Aggregats of alpha-Cristobalite in the LDG If the very hot Si O2-melt cools down, amorphous lechatelierite (Silica) be produced at 1500-1000C.
During further cooling existing beta-cristobalite be converted to alpha-cristobalite at about 272C.
Tiny, irregularly formed bubbles, and light- and dark-brown bands can enforce the homogeneous glassy mass.
The viscosity is essentially greater than at tektites.
The melting point is with 1727-1713 C more as 500 higher, than which other natural glasses.
Beside the bubbles different kinds of further inclusions are to be recognized. 1996; KOEBERL 1997 have found that the contents of siderophile elements, such as Co, Ni and Ir, are significantly enriched in some rare, dark bands that occur in some LDG samples.
To this (e.g.) belong smallest crystal-grains of Quartz similar minerals alpha-Tridymite and alpha-Cristobalite. KOEBERL (1997) studied such dark bands and found that the contents of Fe, Mg, and Ni are high in the dark zones and low in the "normal" LDG.
The Desert Glass differs from the Tektites also by higher capacity of water inclusions (0.050 - 0.200 wt.%).

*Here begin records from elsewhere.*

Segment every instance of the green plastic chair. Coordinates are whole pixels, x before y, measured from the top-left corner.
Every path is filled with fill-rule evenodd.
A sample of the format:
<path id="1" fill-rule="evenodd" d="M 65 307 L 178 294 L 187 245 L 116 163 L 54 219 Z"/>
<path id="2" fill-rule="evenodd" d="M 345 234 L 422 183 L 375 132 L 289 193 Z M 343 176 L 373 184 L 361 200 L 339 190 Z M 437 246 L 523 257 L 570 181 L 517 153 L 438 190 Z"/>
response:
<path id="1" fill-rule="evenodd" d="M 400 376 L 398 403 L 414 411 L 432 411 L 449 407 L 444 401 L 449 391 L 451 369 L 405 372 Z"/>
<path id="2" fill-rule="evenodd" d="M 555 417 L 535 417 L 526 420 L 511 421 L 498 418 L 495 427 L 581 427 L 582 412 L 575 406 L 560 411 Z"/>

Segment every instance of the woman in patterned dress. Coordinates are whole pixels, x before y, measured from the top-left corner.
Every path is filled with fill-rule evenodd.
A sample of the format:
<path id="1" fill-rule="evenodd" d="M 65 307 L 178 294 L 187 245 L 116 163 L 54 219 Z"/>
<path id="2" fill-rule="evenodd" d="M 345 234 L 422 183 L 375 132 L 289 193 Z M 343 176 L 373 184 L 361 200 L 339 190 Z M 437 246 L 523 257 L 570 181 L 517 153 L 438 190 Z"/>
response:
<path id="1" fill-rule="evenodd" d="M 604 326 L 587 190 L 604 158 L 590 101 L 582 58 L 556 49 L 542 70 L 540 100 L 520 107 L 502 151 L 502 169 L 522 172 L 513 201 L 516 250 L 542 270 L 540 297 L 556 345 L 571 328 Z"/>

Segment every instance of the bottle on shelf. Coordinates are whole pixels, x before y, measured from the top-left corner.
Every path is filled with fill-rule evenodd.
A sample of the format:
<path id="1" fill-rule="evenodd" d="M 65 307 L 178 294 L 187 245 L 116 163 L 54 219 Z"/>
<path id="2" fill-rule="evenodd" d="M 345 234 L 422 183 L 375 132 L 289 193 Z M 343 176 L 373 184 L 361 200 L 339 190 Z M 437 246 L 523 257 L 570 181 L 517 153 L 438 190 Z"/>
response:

The colours of the LDG's varies from light-yellow, honey-yellow, green-yellow, milky-white to black-grey.
FELLER supposes, that faults have emerged in the area, which were expanded up to 4000 m under the earth's surface.
On fissures sour magma penetrated at the earth's surface.
Measurements based on the fission-track method determined an age of 29 - 28 Ma (Oligocene). The process can be described as an orthomagmatic hydrotherme.